Memory Organization and Management in Computer Architecture
Characteristics of Memory
1. Location: Based on its physical location, memory is classified into three types:
- On-Chip: This memory is present inside the CPU. E.g.: Internal Registers and L1 Cache.
- Internal: This memory is present on the motherboard. E.g.: RAM.
- External: This memory is connected to the motherboard. E.g.: Hard disk.
2. Storage Capacity: This indicates the amount of data stored in the memory. Ideally, it should be as large as possible. It is represented as N x M.
- N = Number of memory locations (number of words)
- M = Number of bits per memory location (word size)
E.g.: (4K x 8) means there are 4K locations of 8-bits each.
3. Unit of Transfer: Data can be transferred from memory in two different ways:
- Word Transfer: Here, if the CPU needs some data, it will transfer only that amount of data. E.g.: Data accessed from L1 Cache.
- Block Transfer: Here, if the CPU needs some data, it will transfer an entire block containing that data. This makes further access to the remaining data of this block much faster. This is based on the Principle of Spatial Locality. A processor is most likely to access data near the current location being accessed. E.g.: On a cache miss, the processor goes to main memory and copies a block containing that data.
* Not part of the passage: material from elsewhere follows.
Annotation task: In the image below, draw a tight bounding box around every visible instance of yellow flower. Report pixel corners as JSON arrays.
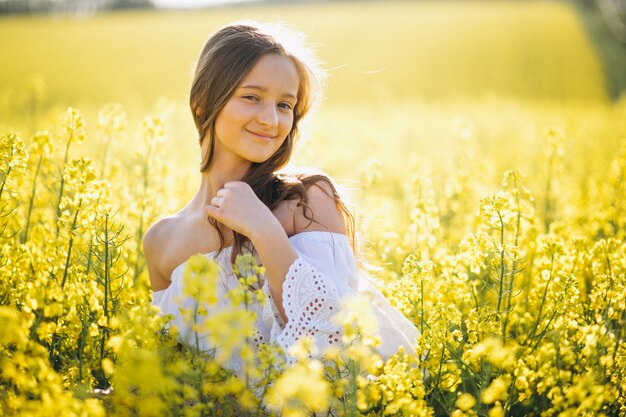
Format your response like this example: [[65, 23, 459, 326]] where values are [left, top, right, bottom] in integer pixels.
[[267, 360, 331, 412], [454, 392, 476, 411], [480, 374, 511, 404]]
4. Access Modes: Memories can allow data to be accessed in different ways:
- Sequential Access: E.g.: Magnetic tapes, Magnetic Disks, Optical memories. Here, locations are accessed one by one in a sequential manner. The access time depends on how far the target location is from the current location. The farther the location, the more its access time.
- Random Access: E.g.: RAM & ROM. Here, all locations can be directly accessed in any random order using an index. This means all locations have the same access time irrespective of their address.
- Direct Access followed by Sequential access: E.g.: Magnetic hard disk.
- Associative Access: E.g.: Cache Memories.
5. Access Time & Memory Cycle Time:
- Access Time is the time taken between placing the request and completing the data transfer. It should be as short as possible. It is also known as latency.
- Memory Cycle Time is the access time plus any additional time required before a second access can commence.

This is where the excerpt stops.